To expand transport systems beyond roads, Mbadi also announced funding for rail, ferry and urban mobility projects aimed at improving the movement of people and goods across the country.
To expand railway transport, the Treasury has proposed Sh38.4 billion for railway projects. Additionally, Sh400 million has been proposed for the Kenya Ferry Ramp in Likoni, Mombasa, Sh1.0 billion for the development of the Public Ferry Landing Ramps in Lake Victoria, including Mbita and Sena in Suba North and West sub-counties of Homa Bay County, Sh150 million for the acquisition of Public Ferry in Lake Victoria and Sh582 million for the Nairobi Bus Rapid Transport Project, which is a critical public transport investments that will reduce congestion and enhance mobility.
On energy, the Treasury has also proposed Sh30.9 billion to support the expansion of electricity access and strengthen power supply systems across the country.
Sh7.5 billion has been earmarked for the National Grid System, Sh20.2 billion for Rural Electrification and Sh3.2 billion for alternative energy technologies.
“These allocations expand access, lower costs, and promote sustainable growth,” Mbadi said.
He further noted that continued government investment in infrastructure since 2022 has improved connectivity, boosted manufacturing, supported trade and expanded access to essential services.

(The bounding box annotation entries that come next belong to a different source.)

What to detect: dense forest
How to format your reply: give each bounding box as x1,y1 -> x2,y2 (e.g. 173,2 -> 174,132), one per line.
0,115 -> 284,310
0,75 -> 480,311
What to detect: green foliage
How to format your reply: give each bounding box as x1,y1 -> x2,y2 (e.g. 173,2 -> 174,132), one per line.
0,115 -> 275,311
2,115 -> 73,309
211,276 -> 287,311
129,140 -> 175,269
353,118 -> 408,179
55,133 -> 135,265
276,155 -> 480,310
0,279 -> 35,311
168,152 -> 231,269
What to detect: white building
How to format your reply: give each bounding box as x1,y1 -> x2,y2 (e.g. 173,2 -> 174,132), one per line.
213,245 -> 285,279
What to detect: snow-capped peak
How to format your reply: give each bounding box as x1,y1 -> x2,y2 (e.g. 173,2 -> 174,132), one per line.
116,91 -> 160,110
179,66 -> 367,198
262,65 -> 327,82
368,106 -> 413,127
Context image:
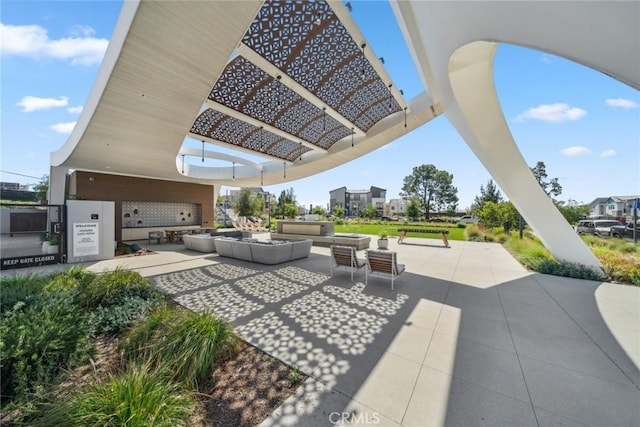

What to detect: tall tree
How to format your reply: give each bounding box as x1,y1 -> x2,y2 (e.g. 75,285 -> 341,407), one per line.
275,187 -> 296,217
33,175 -> 49,202
360,205 -> 378,219
531,162 -> 562,199
311,205 -> 327,216
400,165 -> 458,219
233,188 -> 257,216
471,179 -> 503,211
405,197 -> 420,220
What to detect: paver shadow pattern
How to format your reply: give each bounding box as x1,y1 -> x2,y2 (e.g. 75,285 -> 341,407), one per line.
104,239 -> 640,426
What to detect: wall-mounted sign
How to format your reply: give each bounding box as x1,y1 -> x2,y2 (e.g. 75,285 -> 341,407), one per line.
0,254 -> 60,270
73,222 -> 100,257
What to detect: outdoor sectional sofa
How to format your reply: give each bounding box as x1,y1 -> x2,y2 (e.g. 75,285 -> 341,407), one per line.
215,237 -> 313,265
182,231 -> 250,253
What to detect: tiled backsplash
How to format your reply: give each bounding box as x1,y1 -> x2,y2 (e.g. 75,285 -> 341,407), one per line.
122,201 -> 202,228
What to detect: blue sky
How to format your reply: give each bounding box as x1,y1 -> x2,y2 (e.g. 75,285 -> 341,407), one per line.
0,0 -> 640,209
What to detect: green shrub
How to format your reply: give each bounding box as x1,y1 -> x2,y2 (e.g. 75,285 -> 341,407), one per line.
594,249 -> 640,286
34,367 -> 196,427
0,274 -> 49,316
89,285 -> 164,335
528,258 -> 605,281
45,267 -> 97,290
79,268 -> 152,309
120,307 -> 238,387
0,291 -> 90,398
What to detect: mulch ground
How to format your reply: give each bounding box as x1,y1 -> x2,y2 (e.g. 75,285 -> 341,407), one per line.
31,337 -> 307,427
194,342 -> 306,427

He outlined key achievements in the sector, including expansion of the road network, growth in electricity generation capacity, and progress in industrial development across counties.
The government said more than 2,669 kilometres of roads have been constructed and over 132,000 kilometres maintained across the country. In the energy sector, installed electricity generation capacity has risen to 3,272 MW as of April 2026, with additional supply expected from the 35 MW Globeleq Power Plant.
To improve reliability, Mbadi said the government has modernised substations, strengthened the national grid, reduced system losses and expanded regional power links. During the period, 75.45 km of transmission lines and related substations were built, while 200 km of lines were energised, including Lessos–Kabarnet, Kitui–Wote and Sondu–Homa Bay lines. A further 330 km of distribution lines and seven substations were completed.
Electricity access also expanded, with connected customers rising from 8.9 million to over 10.2 million.
In industrial development, 10 County Aggregation and Industrial Parks have been constructed over the last three years to support value addition and create jobs across counties.